Ultimately, if the proposed Southwest Corridor light-rail transit line is built, a station is slated to be built along Louisiana Avenue south of the interchange near Methodist Hospital.
Walker and Lake Streets have already seen some redevelopment activity since the days when they fronted a pair of notoriously contaminated sites, said Greg Hunt, St. Louis Park’s economic development coordinator.
That included the former Reilly Tar & Chemical Co. The 80-acre Superfund site was used to produce creosote, mainly used to coat railroad ties, from 1917 to 1972.
Anderson Builders, which has been based in St.
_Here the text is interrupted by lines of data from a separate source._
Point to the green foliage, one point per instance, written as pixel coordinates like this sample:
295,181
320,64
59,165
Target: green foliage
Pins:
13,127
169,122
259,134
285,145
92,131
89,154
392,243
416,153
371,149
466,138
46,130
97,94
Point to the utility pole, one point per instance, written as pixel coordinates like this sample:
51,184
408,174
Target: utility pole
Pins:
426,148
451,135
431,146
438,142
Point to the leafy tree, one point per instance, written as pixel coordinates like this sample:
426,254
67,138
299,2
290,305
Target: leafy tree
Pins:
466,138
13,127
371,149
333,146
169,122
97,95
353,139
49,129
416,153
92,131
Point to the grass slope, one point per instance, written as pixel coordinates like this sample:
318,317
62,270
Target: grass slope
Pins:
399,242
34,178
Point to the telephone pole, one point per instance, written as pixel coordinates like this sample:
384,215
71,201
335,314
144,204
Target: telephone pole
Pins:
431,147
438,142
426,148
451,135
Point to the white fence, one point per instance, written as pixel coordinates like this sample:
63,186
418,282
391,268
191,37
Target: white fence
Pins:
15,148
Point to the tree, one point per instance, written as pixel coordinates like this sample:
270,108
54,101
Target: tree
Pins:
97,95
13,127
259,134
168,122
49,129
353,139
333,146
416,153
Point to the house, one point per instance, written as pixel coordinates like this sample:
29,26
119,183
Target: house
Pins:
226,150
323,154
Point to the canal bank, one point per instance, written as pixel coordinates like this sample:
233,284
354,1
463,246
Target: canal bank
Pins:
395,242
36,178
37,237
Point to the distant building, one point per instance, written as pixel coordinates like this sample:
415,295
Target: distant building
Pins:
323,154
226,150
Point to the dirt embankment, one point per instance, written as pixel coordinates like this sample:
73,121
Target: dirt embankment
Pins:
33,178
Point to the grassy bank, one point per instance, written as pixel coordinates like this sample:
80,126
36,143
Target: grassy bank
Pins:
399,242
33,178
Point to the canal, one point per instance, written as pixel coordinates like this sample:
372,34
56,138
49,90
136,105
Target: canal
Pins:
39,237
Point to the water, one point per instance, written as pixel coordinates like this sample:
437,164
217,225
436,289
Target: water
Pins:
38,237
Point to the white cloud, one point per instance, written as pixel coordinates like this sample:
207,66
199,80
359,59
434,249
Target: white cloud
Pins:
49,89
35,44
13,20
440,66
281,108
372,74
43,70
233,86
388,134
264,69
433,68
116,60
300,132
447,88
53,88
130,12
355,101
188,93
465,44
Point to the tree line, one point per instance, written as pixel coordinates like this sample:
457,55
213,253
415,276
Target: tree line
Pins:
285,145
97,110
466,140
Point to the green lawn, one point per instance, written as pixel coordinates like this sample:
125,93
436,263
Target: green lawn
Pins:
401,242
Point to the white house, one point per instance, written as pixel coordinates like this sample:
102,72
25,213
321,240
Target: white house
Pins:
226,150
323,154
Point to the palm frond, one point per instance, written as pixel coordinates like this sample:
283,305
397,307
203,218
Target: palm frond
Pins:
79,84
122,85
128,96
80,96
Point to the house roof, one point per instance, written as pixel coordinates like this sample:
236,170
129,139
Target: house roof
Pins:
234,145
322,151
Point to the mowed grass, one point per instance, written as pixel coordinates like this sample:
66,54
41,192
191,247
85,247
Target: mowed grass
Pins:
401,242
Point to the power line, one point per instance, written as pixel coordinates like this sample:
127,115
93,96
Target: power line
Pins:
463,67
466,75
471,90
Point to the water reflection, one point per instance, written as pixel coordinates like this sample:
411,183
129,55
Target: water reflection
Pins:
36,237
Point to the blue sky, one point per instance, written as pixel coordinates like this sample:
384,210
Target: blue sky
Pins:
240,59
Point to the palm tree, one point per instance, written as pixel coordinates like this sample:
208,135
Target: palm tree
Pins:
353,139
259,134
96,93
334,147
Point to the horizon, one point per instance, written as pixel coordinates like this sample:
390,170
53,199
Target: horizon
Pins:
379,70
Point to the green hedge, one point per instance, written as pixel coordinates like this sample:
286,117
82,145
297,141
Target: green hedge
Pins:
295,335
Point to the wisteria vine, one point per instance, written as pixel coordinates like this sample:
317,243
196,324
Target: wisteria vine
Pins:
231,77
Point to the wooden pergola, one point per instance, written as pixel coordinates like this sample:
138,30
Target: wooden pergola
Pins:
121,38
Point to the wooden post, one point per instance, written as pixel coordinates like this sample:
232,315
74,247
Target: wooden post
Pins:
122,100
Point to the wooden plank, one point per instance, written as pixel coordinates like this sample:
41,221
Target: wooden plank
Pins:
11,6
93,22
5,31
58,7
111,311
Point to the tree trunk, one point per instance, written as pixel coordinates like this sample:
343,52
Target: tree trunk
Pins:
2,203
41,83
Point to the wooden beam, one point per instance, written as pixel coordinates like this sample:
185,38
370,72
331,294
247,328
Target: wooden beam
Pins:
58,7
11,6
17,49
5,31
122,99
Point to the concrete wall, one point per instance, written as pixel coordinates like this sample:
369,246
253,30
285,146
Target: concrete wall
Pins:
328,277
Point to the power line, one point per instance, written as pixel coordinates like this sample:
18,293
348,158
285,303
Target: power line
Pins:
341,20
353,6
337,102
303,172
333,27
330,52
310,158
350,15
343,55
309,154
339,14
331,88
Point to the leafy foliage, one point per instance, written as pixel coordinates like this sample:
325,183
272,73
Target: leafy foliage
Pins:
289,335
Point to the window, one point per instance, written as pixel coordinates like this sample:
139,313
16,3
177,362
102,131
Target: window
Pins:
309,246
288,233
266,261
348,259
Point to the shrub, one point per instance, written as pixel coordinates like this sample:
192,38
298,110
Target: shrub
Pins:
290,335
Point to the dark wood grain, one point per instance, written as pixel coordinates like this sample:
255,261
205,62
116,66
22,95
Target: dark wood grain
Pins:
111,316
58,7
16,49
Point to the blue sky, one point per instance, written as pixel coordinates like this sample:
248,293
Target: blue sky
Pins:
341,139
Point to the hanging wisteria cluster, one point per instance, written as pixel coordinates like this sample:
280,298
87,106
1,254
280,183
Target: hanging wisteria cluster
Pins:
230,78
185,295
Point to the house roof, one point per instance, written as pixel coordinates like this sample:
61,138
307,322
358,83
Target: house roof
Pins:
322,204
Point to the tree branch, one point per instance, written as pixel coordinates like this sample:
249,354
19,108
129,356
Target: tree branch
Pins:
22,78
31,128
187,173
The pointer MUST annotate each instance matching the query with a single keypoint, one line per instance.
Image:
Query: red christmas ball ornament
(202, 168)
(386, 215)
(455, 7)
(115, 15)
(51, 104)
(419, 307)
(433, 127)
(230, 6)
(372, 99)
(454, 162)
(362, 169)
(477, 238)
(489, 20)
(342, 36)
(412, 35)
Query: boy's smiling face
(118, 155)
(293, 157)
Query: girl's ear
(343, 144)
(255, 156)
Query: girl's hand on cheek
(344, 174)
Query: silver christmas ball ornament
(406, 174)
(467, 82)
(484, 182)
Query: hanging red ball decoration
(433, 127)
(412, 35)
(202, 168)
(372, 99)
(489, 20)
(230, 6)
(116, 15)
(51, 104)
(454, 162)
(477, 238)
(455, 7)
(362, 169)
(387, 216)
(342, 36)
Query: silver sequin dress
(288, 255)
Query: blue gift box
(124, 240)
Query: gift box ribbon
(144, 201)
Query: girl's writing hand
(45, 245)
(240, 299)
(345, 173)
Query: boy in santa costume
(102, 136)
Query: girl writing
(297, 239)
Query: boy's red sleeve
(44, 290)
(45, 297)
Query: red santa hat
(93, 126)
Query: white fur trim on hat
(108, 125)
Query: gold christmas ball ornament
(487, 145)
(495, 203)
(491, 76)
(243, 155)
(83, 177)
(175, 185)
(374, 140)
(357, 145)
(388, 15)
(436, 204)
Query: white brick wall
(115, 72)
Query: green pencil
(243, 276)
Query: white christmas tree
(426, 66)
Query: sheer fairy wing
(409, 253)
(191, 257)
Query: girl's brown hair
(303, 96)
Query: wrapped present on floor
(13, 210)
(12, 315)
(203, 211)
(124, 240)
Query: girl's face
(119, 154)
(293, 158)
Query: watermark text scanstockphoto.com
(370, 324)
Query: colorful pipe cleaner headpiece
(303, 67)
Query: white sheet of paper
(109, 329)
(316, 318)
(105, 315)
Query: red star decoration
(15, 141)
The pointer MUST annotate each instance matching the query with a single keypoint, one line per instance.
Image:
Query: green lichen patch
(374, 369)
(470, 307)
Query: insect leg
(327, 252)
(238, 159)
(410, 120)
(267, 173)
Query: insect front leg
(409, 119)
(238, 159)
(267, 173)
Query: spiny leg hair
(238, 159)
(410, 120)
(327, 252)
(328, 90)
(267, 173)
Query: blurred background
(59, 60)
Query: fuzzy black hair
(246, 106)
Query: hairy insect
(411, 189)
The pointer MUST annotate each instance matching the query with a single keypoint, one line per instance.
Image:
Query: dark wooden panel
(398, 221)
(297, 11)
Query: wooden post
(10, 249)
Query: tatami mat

Louis Park since 1999, built the Oak Hill office building within the Superfund area. In 2008, the company acquired a nearby site at 3340 Republic Avenue.
Anderson, which merged with KM Building Co. last year, proposed building a 21,432-square-foot facility called Oak Hill II that would house a new headquarters for the merged development firm, now known as Anderson-KM Builders.
Late during the last decade, Real Estate Recycling transformed the contaminated site of a former lead smelting operation along W. Lake Street into the Highway 7 Corporate Center.
Hunt said the city also hopes the new interchange will help generate interest in a city-owned surface parking lot in the southwest quadrant of the intersection.
“We’re looking at that as a potential spot for a new office building,” he said.
The new interchange “can only help” the commercial real estate potential of the area, said Jason Simek, a broker for Colliers International, which is seeking a buyer or medical tenant for the vacant 4,000-square-foot Highway 7 Office Center at 7104 W. Lake St.
With 45,000 cars per day traveling Hwy. 7, the area already has high visibility and is within easy reach of retail, hotels and restaurants.
“It will certainly improve access to West Lake Street,” Simek said.
The downside of the project is two years of construction-related traffic delays at the intersection, which worried a coalition of local business owners who have questioned the need for the project.
In December, the group negotiated with the city and was able to forge a new construction staging schedule that will keep four lanes of Hwy. 7 and Louisiana open with no detours during the first year.